An Elephant Never Forgets, Unless it’s Proven Science

Over the last ten years, US party politics have prevented climate change from being treated as the national security threat that it is and turned the discourse surrounding it into a political gridlock. Despite the monumental danger posed by climate change, the Republican Party has thrown its head in the sand and neglected the issue because of its religious opposition to the Democratic Party’s platform. Understanding how this happened and its effect on climate change action is key to preventing future policy failures.

By 2016, despite the long-standing scientific consensus, only 48 percent of adults in the United States believed climate change was caused by human activity, with it being no surprise which party skeptics tended to vote for1. Like healthcare, abortion and immigration, climate change had become a partisan issue in the US, largely opposed by the Republican Party2. But it wasn’t always this way.

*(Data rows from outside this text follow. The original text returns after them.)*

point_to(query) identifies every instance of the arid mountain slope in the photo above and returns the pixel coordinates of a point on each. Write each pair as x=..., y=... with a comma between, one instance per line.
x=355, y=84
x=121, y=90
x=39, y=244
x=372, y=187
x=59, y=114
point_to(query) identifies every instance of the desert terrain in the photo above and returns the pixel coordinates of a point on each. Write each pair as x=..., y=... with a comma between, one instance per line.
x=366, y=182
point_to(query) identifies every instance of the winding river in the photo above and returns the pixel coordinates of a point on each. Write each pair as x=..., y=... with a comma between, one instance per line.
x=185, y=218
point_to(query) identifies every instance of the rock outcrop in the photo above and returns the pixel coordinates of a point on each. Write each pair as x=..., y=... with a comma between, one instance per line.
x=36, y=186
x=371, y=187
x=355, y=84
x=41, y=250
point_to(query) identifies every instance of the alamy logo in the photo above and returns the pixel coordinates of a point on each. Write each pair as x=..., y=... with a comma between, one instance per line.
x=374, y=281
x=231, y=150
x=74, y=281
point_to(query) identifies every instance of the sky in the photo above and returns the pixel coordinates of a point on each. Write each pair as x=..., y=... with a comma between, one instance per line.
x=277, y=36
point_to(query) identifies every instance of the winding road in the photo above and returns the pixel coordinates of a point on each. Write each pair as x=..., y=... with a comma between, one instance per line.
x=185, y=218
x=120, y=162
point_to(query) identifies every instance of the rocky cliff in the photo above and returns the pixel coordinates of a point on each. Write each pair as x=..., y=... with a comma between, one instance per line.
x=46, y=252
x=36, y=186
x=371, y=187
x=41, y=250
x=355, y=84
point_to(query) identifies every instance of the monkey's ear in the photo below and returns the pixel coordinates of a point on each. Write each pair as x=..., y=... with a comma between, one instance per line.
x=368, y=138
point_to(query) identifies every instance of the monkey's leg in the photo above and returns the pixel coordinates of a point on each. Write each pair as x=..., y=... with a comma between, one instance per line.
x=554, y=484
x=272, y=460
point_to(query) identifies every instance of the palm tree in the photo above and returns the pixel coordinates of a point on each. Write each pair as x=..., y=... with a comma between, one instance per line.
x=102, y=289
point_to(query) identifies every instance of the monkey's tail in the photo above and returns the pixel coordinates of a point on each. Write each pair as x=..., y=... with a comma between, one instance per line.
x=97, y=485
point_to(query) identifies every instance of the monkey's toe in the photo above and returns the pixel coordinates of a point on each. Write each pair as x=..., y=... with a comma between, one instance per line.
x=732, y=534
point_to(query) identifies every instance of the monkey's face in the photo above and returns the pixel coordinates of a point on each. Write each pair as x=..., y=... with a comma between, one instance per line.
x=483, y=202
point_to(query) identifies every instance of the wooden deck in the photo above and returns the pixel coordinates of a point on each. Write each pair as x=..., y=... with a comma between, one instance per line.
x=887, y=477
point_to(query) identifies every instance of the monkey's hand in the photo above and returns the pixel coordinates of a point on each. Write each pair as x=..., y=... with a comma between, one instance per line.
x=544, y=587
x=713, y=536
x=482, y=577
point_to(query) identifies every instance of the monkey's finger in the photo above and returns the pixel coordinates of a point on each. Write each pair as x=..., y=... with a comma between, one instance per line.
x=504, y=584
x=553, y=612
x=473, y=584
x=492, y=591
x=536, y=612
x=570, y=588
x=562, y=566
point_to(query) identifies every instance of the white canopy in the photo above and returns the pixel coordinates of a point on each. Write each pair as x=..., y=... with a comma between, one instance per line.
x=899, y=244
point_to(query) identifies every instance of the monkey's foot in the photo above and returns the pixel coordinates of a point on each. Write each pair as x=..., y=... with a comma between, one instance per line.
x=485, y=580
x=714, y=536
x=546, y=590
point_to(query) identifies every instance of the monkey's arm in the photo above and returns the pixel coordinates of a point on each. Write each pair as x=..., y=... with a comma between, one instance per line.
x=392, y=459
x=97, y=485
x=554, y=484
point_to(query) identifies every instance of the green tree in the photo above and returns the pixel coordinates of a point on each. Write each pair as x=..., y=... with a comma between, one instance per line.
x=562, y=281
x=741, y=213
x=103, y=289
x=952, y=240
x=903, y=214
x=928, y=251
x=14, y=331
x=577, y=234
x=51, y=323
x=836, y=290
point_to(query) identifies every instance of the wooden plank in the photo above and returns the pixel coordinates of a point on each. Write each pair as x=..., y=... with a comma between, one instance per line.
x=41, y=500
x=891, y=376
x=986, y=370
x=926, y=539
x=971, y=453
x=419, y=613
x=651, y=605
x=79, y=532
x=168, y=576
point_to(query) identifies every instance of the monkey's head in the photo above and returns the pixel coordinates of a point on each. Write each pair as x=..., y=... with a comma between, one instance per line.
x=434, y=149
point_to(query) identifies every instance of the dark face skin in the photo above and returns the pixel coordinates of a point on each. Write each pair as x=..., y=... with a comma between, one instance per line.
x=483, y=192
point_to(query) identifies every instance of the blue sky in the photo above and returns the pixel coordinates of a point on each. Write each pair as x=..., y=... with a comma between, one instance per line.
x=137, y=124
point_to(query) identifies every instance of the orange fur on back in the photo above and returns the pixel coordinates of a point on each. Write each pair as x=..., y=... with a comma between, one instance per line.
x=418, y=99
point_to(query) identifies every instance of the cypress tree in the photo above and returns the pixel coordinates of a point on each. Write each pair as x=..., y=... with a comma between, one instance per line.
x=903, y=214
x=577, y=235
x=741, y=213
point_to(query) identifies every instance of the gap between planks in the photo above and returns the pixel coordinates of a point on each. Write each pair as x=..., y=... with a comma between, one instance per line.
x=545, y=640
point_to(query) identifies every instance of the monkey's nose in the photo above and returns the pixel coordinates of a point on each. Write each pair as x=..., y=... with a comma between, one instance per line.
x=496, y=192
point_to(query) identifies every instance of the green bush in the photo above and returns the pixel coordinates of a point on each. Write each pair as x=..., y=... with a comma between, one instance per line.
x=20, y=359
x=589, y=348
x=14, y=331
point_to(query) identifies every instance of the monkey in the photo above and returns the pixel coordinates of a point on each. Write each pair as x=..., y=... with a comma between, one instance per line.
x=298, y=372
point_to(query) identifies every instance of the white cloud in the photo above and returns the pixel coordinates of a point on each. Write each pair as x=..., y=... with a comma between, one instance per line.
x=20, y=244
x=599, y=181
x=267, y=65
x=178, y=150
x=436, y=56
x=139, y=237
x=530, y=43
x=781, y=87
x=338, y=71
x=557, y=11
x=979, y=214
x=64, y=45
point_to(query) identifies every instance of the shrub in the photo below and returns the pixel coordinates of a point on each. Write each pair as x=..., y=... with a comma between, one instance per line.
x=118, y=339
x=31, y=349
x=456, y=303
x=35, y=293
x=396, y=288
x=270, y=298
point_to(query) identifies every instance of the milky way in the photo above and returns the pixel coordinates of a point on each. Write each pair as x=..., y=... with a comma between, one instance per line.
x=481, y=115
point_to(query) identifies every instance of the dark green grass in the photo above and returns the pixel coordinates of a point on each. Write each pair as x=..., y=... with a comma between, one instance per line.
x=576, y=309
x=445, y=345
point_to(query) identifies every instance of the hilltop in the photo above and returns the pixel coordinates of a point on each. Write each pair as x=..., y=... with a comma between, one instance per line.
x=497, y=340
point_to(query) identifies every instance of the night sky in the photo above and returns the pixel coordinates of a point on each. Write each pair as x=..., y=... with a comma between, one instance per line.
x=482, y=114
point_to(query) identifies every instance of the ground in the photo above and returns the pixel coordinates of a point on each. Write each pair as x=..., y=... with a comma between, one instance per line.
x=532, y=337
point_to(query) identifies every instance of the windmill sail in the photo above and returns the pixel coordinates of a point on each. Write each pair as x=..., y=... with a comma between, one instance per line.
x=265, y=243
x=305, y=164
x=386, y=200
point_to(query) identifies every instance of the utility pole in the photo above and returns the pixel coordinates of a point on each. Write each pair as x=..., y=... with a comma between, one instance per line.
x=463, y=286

In the late 2000s, when alarm over climate change was growing and media coverage of the issue increasing, many Republicans seemed to share the concern. John McCain3, Rudy Giuliani4 and George W. Bush5 all either supported action on climate change or at least admitted its human cause. In 2010, the Department of Defence classified climate change as a national security threat, saying it was already “[observable] in every region of the world, including the United States” and could be an “accelerant of instability or conflict”6. Threats to national security, such as war and foreign policy, are usually granted some level of bipartisanship, so activists, scientists and legislators from all sides of politics hoped climate change would be no different7.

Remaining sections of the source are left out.